Mi cuerpo comenzó a torcerse, mi columna vertebral se enroscó sobre sí misma, pero no sentía dolor. De mis brazos y cabeza comenzaron a brotar hermosas hojas verde olivo, me sentí vivo en aquel campo de olivares. Vivo, profundo, por primera vez me sentí yo. Era el árbol más hermoso, el más vivo, el más frugal. ¡Podía vislumbrar mi futuro: hermosas y carnosas olivas Picual! ¡No las de siempre, no! Nuevas aceitunas, únicas e irrepetibles, de hermosos colores y tamaños, trayendo nueva vida y un aire diferente, brotaban de mis brazos, de mis manos, de mis dedos, mi mágica verdad.
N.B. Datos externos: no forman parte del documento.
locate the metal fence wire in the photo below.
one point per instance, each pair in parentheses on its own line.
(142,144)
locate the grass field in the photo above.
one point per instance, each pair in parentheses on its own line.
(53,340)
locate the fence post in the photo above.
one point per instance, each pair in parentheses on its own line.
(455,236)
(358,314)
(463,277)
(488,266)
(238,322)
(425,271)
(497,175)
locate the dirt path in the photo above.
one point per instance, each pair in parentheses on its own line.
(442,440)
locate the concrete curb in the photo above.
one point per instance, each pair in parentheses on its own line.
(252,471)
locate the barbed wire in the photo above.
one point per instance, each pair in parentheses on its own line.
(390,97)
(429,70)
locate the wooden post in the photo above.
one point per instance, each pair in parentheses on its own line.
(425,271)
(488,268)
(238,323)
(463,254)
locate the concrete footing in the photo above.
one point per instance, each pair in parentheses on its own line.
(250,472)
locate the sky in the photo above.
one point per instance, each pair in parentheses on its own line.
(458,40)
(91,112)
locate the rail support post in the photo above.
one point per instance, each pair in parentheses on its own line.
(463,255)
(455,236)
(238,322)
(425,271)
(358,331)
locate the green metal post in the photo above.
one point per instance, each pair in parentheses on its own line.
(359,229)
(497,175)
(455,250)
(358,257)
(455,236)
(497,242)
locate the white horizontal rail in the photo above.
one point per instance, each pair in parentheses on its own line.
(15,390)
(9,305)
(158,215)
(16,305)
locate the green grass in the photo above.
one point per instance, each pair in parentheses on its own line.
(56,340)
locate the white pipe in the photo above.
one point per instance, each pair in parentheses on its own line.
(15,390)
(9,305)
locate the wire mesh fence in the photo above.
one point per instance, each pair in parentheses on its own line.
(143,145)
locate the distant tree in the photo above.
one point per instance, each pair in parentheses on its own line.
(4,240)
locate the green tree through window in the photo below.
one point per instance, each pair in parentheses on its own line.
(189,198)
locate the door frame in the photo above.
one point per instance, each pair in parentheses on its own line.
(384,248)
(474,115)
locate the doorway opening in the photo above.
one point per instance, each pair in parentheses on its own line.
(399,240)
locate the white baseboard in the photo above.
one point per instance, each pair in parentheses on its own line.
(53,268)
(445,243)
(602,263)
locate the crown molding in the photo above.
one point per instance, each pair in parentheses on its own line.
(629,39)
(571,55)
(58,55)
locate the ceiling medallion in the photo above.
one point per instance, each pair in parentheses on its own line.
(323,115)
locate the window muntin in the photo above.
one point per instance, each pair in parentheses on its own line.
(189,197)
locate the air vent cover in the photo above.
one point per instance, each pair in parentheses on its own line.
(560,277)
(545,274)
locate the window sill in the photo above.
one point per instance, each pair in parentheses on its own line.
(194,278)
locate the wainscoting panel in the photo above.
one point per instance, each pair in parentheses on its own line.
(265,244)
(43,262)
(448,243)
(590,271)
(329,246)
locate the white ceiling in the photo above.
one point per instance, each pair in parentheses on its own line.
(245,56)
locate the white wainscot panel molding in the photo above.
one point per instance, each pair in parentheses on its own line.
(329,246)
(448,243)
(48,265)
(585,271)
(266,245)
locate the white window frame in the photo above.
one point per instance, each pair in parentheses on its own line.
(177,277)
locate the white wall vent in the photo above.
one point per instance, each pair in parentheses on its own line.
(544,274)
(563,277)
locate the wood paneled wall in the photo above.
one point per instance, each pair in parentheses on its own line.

Elixir Olivo II del Aceite González-Español, yo soy ese, un alma iluminada, con majestuosa apariencia de árbol y un ancestral sabor a humanidad.

Y una vez más, como en antaño en Calamar, ahora todos en el lugar, asombrados, hablan del “extraño suceso del Olivar de Jaén.”

Mientras tanto, yo, Elixir Olivo, Fermín, o como quieran verme, sentía mi corazón expandirse lleno de amor hasta más allá del éter, fuerte en mis raíces, sin fronteras, sin dolor, viviendo más allá de los limites corpóreos y mentales de un cuerpo físico de humano, de un majestuoso tronco de árbol, de mí ser, respirando, por fin, la eterna magnificencia de mi creación.